Many of you must have noticed reddish rashes and swellings on the belly and under the skin of your dogs. Sometimes, you may also notice a white tip on the top of those swellings, which is nothing but pus, a clear indication of bacterial infection. This is very common among dogs during summer in India, especially when the home environment of the dog is very hot. While this is a very manageable condition that goes away with regular bathing and specific medications, there are other serious heat stroke-related complications that could also be life-threatening.
Following are some of the most critical symptoms of heatstroke that must be attended to immediately by a veterinarian.
Excessive panting is an initial sign of heat stroke as your dog tries to dissipate the excess heat as much as it can.
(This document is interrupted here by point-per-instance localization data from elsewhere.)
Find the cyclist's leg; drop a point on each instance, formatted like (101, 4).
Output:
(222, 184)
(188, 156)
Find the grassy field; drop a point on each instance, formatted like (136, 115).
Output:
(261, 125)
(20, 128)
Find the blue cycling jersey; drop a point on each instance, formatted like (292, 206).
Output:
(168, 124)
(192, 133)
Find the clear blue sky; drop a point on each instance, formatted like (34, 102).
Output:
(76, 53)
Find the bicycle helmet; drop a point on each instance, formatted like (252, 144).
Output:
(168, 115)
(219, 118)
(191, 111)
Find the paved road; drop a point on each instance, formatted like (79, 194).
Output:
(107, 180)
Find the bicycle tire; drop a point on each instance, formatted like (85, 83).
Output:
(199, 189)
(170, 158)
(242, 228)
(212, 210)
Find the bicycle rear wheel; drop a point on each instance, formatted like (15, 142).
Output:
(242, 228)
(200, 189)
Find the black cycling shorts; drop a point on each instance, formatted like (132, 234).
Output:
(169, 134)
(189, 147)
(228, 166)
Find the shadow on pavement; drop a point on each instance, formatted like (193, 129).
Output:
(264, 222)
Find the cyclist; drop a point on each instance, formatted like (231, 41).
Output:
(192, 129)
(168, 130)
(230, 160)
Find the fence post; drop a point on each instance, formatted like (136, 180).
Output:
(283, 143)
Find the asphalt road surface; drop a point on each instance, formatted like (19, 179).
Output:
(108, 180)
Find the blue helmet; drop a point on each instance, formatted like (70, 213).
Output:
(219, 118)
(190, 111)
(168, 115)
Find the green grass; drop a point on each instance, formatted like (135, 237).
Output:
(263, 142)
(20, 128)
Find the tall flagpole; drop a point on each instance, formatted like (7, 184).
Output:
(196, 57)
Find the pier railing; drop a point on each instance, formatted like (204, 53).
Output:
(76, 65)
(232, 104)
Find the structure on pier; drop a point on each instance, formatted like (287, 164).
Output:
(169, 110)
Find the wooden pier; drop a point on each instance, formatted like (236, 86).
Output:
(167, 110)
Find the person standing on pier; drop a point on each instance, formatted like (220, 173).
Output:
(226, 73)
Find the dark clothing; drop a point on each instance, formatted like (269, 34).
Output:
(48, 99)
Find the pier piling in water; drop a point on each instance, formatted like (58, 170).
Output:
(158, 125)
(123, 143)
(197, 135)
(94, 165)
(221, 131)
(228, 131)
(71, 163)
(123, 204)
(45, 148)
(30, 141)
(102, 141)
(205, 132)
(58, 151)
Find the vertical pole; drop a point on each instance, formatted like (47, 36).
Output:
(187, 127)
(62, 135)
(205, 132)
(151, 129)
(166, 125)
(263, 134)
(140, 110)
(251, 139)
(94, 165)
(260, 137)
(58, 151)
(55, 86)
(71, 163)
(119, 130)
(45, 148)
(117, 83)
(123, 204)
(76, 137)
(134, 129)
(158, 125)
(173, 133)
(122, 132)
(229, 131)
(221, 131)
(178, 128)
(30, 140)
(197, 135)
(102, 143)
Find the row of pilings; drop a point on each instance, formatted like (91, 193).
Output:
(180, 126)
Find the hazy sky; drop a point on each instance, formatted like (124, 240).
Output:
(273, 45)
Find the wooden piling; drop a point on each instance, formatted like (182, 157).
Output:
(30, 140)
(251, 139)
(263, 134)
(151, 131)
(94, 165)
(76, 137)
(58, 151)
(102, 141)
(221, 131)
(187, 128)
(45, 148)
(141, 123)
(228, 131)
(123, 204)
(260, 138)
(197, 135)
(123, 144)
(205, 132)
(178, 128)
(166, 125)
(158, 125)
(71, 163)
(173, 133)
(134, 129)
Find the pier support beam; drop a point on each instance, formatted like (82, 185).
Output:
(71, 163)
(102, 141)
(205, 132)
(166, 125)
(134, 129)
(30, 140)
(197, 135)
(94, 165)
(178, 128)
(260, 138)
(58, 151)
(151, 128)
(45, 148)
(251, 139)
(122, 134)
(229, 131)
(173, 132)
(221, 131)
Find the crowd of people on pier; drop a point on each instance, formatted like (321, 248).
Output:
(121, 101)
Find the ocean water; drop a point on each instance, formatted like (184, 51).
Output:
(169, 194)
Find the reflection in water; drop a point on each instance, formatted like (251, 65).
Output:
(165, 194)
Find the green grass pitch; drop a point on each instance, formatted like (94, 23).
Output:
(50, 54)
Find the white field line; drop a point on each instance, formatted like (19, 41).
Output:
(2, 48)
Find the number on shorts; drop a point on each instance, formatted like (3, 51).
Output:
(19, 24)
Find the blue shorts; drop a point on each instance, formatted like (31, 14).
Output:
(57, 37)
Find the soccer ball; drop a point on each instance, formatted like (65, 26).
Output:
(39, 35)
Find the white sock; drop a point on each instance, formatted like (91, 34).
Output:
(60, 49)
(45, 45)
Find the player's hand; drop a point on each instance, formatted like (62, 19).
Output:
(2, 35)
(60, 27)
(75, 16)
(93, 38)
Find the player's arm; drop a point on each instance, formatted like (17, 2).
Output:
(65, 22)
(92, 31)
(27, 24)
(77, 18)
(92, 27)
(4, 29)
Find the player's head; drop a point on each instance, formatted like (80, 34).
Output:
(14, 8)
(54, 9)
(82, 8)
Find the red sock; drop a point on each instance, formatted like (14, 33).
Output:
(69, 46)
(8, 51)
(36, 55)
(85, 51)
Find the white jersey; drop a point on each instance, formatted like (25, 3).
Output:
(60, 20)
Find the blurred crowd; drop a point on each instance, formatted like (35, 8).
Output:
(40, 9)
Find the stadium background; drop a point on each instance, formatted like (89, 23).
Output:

Keep him or her under observation if that is the case and watch out for accompanying symptoms such as drooling and a deep reddish tinge on the gum and tongue.
Hyperactivity is another sign of heat stroke that can appear in a dog that has been panting excessively for a while. This kind of hyperactivity is not like the 'super-excited' kind that you see when you get back home from work or when they are about to get treats. Heat stroke-mediated hyperactivity can actually cause a loss of balance and disorientation.
As the condition progresses further you may notice a very dull mucous membrane and even cyanosis of the gums (gums turning blue), tachycardia (rapid heartbeat) and hypotension (low blood pressure). Eventually, conditions such as extreme lethargy and tremors may appear accompanied by diarrhea (sometimes with blood), urinary incontinence (uncontrolled urination) and finally comma.
While the conditions mentioned above can rightly be characterized as serious medical emergencies, they can be easily prevented if you take some very simple precautions during summer. Some tips are as follows :
If you are leaving your dog in your car, even for a short while, crack the window. In India it is better to leave the AC on and have someone sit with the dog.
While exercise is important, it’s better to skip it when the weather is very hot.
Make sure that your dog has continuous access to cool drinking water. Add one or two ice cubes if you want. If you can get dog ice popsicles, it is even better.
If the environment where your dog lives is not air-cooled, it’s a good idea to provide him a cooling mat to lie on.
Try to avoid the muzzle if you use one because the attachment could be an obstruction to panting that allows your dog to lose heat.
Heat stroke is easily preventable, even in a hot country like ours by taking some very simple measures and I hope you all find these tips helpful.